日本語歌詞は物足りなさが否めず、特にエポニーヌ像が映画と比べて雑な印象を受けたこと、ジャベールの自身の過去や宗教観の延長にある信念とバルジャンが突きつけた現実の間でのゆらぎが浅かったことなど残念だったけど、一音一文字らしいので仕方ない。
ガブローシュが撃たれるところから蜂起が失敗に終わるところまで、涙が出そうだった。演出力だ。
知念ファンテーヌが瀕死の状態でベッドに横たわりながら歌うことに驚き、吉原バルジャンが年齢に合わせた声質と歌い方に変えていくことに驚き、結婚式のシーンに続くマリウスの早着替えに驚いた。
他に、工場のシーンでのファクトリーガール(島田彩)がすごく良かった。ファンテーヌの登場なのに、ファクトリーガールに耳が行ってしまう。声質かな、存在感がある声をしてる。
娼婦が溜まってる路地裏のシーン、決起及びバリケード越しに戦うシーン、ジャベールが身を投げるシーン、ガブローシュが撃たれるシーン、下水道を進むシーン、が印象に残った。特にジャベールが川へ落ちるシーンの舞台演出は、なるほどそう付けるのかと、感心した。

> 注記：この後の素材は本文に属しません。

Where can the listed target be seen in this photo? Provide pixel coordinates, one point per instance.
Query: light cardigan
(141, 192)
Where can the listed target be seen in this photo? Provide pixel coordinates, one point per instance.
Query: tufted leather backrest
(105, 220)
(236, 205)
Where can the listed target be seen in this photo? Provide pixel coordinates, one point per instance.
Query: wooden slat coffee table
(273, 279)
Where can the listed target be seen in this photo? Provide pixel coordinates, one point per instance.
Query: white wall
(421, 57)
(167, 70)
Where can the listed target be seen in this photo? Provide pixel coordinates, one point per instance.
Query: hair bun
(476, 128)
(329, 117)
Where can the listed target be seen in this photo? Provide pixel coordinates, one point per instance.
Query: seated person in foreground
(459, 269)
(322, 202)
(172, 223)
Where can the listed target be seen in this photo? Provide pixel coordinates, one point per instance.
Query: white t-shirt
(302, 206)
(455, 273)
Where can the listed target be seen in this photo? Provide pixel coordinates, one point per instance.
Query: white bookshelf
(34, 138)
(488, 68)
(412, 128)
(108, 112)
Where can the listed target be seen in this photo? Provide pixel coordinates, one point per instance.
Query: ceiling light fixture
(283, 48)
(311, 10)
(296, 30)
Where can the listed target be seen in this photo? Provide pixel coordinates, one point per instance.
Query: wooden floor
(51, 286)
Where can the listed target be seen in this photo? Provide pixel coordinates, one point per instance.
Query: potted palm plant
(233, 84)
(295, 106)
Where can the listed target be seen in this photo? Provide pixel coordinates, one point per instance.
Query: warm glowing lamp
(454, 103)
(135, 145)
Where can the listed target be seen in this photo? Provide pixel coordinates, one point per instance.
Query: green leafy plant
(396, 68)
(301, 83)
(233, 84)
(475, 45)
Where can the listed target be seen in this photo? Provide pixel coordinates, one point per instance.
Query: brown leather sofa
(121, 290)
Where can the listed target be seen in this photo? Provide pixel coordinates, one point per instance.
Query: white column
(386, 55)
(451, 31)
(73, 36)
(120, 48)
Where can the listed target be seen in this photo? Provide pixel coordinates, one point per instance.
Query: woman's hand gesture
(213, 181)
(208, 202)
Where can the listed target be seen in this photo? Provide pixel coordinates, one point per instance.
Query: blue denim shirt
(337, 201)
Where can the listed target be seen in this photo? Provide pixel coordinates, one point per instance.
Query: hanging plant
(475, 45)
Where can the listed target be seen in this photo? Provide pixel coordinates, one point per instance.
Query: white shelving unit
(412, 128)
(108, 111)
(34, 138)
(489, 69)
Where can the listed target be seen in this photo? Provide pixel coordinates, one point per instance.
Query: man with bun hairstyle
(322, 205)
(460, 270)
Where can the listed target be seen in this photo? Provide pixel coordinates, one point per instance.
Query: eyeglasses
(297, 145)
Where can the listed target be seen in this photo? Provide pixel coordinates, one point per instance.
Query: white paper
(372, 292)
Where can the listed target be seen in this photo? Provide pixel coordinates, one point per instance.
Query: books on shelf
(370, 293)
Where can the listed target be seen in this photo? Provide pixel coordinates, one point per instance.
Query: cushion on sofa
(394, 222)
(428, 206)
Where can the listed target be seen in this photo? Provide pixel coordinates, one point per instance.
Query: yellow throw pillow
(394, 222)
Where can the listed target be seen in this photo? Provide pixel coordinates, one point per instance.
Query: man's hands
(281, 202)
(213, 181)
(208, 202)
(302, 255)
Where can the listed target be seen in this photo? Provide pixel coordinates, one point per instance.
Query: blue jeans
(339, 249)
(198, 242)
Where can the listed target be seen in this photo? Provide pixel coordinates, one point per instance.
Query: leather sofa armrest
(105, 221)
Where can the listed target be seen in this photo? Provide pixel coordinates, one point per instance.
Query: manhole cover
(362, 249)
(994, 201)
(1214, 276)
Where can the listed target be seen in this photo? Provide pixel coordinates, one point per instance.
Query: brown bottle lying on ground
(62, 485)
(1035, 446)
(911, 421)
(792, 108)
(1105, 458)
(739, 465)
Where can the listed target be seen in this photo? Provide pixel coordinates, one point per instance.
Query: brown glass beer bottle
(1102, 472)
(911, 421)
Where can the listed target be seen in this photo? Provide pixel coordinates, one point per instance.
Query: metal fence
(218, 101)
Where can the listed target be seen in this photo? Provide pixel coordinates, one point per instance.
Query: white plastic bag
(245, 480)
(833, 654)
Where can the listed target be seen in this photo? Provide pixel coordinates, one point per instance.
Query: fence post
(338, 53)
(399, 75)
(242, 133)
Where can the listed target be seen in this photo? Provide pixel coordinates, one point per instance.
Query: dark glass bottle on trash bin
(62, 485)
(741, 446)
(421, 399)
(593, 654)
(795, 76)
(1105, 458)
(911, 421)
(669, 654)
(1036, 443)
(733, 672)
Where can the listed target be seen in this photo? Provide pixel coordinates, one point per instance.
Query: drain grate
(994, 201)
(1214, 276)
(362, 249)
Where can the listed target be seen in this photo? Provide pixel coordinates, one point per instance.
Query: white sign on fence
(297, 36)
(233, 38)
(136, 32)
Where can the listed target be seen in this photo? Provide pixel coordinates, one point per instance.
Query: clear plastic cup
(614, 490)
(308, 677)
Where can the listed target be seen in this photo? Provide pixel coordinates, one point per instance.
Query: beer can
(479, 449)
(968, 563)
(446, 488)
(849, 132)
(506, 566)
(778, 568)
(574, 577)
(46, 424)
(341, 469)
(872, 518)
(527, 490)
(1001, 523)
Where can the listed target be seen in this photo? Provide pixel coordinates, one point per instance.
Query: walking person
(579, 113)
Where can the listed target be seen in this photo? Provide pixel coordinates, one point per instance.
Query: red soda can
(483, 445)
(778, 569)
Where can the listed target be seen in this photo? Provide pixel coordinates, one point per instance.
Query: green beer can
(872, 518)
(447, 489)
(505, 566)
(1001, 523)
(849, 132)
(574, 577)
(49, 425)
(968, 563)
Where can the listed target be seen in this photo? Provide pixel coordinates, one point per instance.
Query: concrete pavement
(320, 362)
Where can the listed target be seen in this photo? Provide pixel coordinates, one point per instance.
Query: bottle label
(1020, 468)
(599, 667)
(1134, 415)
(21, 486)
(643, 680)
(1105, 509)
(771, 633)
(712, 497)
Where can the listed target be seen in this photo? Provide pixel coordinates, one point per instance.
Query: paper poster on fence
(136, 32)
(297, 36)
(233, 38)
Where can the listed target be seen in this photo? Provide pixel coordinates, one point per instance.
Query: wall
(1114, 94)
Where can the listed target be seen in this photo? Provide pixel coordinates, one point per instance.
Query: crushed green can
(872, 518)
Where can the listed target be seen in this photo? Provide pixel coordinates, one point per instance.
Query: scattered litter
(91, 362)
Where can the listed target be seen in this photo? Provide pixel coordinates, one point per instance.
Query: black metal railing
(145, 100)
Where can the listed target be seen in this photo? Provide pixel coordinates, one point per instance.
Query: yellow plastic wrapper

そして、娼婦たちのシーンもそうだけど、テナルディエの宿屋での客たちのやりとりなど、その他群像シーン、目が追いつかない。この点だけでもリピートする気持ちがわかる。
私はこれが初めての日本版ミュージカル『レ・ミゼラブル』で、友人の薦めもあって吉原バルジャンを取った。その他のキャストは一切こだわらず、吉原バルジャン固定でなんとかやっと取れたチケット。
取れにくいとは聞いていたけど、なるほどコロナ禍でも見渡せる限りは満席。そして演者の高い技術、衣装も舞台装置も美術も構成展開も豪華でスムーズで映画版と遜色なし。
カーテンコールまでが感動的だった。なんのことはないただのカーテンコールなのに、舞台上の役者たち(カンパニーというのか)の一体感が美しくて、心からの拍手で称えた。こんな本気めったにない。だいたい普通はお約束だから…という拍手だし。そして客席は手を掲げての拍手多数でスタンディングオベーションである。コロナ禍でなければブラボーの嵐だったろう。
また観たい。
こんなクオリティの高いものを観たら、今後ゴリ押し俳優のミュージカルなんてまともに観られない。これがお金を取るプロの仕事だと思った。さすが毎回オーディションでのキャスティングだ。